Un policía de la Ciudad de Buenos Aires, identificado como Lucas Gómez González, mató a tiros a Juan Cruz Leal, un joven de 20 años, en Ituzaingó, al confundirlo con un ladrón mientras volvía en moto de jugar al fútbol junto a un amigo.
El oficial, de civil y con su esposa en otra moto, disparó dos veces con su arma reglamentaria Bersa, hiriendo mortalmente a Leal en la ingle y a su compañero en el tórax; el policía luego asistió a las víctimas sacándose la remera para hacer un torniquete, pero el joven falleció por pérdida de sangre.

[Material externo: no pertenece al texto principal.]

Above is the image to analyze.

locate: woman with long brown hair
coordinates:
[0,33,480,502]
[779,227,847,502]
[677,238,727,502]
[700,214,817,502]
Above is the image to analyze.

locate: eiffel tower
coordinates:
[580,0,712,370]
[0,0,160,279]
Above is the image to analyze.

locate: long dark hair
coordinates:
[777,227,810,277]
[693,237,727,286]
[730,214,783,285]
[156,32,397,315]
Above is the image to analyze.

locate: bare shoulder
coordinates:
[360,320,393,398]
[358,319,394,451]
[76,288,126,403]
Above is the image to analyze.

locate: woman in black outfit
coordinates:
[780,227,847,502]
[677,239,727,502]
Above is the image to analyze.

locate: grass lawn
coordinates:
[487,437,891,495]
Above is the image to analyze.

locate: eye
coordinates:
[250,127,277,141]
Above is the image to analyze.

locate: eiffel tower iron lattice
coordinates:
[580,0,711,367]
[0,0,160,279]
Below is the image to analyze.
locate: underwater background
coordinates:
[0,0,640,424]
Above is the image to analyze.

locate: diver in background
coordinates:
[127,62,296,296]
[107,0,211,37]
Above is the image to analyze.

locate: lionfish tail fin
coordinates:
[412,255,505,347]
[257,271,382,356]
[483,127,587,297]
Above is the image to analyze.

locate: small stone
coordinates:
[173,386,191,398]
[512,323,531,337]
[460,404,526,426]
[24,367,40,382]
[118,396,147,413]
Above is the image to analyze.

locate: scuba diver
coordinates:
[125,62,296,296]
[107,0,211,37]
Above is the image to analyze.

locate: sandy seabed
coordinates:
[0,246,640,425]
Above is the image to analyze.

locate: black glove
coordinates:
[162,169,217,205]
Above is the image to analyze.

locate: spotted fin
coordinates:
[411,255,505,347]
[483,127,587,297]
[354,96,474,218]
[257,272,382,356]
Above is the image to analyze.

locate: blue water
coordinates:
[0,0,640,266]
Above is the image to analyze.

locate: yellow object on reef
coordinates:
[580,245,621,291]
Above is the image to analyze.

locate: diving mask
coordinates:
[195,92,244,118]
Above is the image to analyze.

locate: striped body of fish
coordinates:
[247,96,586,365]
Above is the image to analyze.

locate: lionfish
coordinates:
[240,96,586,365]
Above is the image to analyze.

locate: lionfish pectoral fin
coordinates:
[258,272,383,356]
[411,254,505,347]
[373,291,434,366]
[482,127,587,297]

Vídeos grabados por un vecino muestran al policía gritando por un arma inexistente, mientras los chicos repetían que venían de jugar a la pelota y no eran chorros; no se encontró ningún arma en los jóvenes, que llevaban botines y una botella de agua.
El sobreviviente, fuera de peligro, declarará como testigo junto a la esposa del policía; el incidente, calificado como gatillo fácil, ocurrió a las 22:30 en una calle de Ituzaingó y generó conmoción por la reacción del oficial al percatarse del error.
En la escena quedaron 15 casquillos, el teléfono de la víctima con foto de su novia y manchas de sangre, confirmando el trágico desenlace de dos pibes inocentes baleados por error.